Wer nicht den schnurgeraden Weg durch Leben geht, wird häufig schief angeschaut. Doch oft sind es die Patchwork-Biographien, die Erfolg bringen.

Seine Mutter war überzeugt, er würde nie einen Beruf erlernen. Seine Lehrer prophezeiten ihm das Dahindämmern im Wartesaal des Lebens. "Ich habe ein Jahr gebraucht, um mir den Buchstaben A zu merken", gesteht der Franzose Daniel Pennac in seinem Buch "Schulkummer". Ihm fehlte auch sonst alles, was das Lehrbuch für Erfolg vorschreibt: Selbstgewissheit, Strategie und Elitebewusstsein.

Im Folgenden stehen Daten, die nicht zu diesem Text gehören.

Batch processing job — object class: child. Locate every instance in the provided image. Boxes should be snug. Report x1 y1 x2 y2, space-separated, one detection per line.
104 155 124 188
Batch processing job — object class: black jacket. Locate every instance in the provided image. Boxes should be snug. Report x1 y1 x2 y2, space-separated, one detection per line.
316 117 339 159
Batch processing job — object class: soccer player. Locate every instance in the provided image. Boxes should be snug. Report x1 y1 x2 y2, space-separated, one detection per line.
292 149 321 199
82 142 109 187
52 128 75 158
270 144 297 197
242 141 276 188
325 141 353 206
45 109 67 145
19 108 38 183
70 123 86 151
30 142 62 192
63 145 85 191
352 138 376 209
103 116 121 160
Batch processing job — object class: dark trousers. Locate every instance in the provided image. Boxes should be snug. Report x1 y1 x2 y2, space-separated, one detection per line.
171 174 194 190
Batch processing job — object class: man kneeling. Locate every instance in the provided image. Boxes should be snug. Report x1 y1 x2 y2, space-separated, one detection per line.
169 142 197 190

Heute spielt Pennac in der Bestseller-Liga des Literaturbetriebs. Sein Beispiel zeigt, dass es sich lohnt, Prophezeiungen zu ignorieren. Und wie wertlos Karrierestrategien sind, die fordern, Fehler und scheinbar Sinnloses aus unserem Alltag zu schneiden wie überschüssiges Fett. Menschen wie Pennac gibt es überall. Niemand hat ihnen etwas zugetraut, heute werden sie gefeiert.

Menschen mit Patchwork-Biografien schaffen oft den Aufstieg

Hinter ihren Erfolgen stehen Lebensläufe wie Flickenteppiche, zusammengestückelt aus Neigungen und Suchbewegungen jenseits der ausgetretenen Wege. Männer und Frauen mit solchen Patchwork-Biografien sind oft überdurchschnittlich ideenreich und reflektiert. Sie sammeln Erfahrungen in Nischen und auf Nebenschauplätzen und halten Berufsplanung bestenfalls für eine Laborvariante des Lebens. Sie sind Abenteurer und neugierig auf das, was hinter den Grenzen liegt. Dabei kämpfen sie insgeheim gegen Selbstzweifel und Ungewissheit, wenn Geschwister, Freunde oder Mitschüler auf ihrem Lebensweg an ihnen vorbeiziehen und sie immer wieder zu hören kriegen: Aus dir wird doch nie was!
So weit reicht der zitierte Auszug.